The knowledge acquisition methods are devoted to intelligent processing of artifacts generated within a domain of software development, especially source codes, documentation, but also “side products” of the developer activity such as notes or web search logs (generated by developers when they search for online help). The important result of this processing is resource metadata layer, having a form of information tags that serve as input for other methods.
Considering metadata creation, we rely on several approaches. For describing individual source code entities, we devised methods for source code marking, tier detection and authorship detection. Other automated methods are devoted to identify similarities between the code entities (useable especially for recommendation) based on abstract syntax trees and on document segmentation. Using a crowd-based method, we also interconnect metadata-layer entities.

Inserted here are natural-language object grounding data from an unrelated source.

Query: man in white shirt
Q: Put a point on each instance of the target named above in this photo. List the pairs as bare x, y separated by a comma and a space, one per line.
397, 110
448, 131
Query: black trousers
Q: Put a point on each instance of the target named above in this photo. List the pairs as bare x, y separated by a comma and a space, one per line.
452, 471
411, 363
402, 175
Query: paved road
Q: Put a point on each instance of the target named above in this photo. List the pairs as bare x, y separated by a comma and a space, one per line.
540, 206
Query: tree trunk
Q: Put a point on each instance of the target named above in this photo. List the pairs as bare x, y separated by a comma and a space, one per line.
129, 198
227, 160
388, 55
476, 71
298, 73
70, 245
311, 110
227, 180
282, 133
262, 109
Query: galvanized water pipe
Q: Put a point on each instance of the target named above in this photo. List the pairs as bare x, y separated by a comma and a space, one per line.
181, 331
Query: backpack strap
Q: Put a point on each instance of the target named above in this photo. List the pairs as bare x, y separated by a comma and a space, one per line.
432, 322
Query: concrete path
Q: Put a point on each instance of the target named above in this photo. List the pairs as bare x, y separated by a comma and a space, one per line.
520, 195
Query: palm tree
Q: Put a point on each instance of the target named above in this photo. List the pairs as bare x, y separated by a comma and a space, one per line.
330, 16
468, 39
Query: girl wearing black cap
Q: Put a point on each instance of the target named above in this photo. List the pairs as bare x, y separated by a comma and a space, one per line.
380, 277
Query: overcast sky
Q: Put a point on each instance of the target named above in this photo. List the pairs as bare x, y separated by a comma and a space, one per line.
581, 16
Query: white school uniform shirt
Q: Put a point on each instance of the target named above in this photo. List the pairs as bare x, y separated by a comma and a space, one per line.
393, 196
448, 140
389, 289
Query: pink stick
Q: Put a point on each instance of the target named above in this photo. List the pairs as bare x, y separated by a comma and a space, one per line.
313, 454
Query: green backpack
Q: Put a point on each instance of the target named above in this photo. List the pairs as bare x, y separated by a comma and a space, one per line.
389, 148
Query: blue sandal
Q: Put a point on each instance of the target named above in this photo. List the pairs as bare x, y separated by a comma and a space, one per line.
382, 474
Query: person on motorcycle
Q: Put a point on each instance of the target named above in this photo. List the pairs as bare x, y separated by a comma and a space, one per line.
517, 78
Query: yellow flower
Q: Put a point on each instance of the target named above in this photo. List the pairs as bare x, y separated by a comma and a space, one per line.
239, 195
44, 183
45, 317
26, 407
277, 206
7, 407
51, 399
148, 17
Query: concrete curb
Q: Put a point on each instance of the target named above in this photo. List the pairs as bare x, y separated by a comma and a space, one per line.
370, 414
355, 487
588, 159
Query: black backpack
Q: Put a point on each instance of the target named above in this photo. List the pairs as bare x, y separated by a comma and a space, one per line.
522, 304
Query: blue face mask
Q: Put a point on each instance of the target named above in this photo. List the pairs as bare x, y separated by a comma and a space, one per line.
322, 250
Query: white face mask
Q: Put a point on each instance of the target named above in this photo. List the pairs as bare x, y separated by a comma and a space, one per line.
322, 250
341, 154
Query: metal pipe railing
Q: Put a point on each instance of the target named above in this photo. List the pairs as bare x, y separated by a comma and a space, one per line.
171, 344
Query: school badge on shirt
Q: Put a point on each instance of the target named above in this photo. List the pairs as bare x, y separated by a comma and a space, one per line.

Equally important as the metadata creation is the metadata maintenance. In the context of software project, this is a permanent as well as non-trivial process. Because the software artifacts, such as source codes, change over time (and can change at very high rates), the metadata describing them must be either updated or discarded as quickly as possible (ideally upon each commit). Yet, a brute force re-creation of the information tags is not possible (due to limited time and manpower resources) and so intelligent methods had to be developed to perform the upkeep in less resource-consuming manner. To do so, we followed two approaches: the automated one, which detects possibly invalid metadata by analyzing micro-changes of the resource and the crowd-based one that uses manpower of a crowd of currently available developers to perform the validation tasks in cases that are marked as “uncertain” by automated approaches.
Finally, an end user, search-in-source-codes functionality is provided by a method that consider code fragment popularity as a main result ranking approach.
It is worth to note that presented approaches might be based apart from actual representation of various domain artifacts also on data of their usage or processing. However, they do not consider any explicit user model of an individual, which is the reason why they are presented here.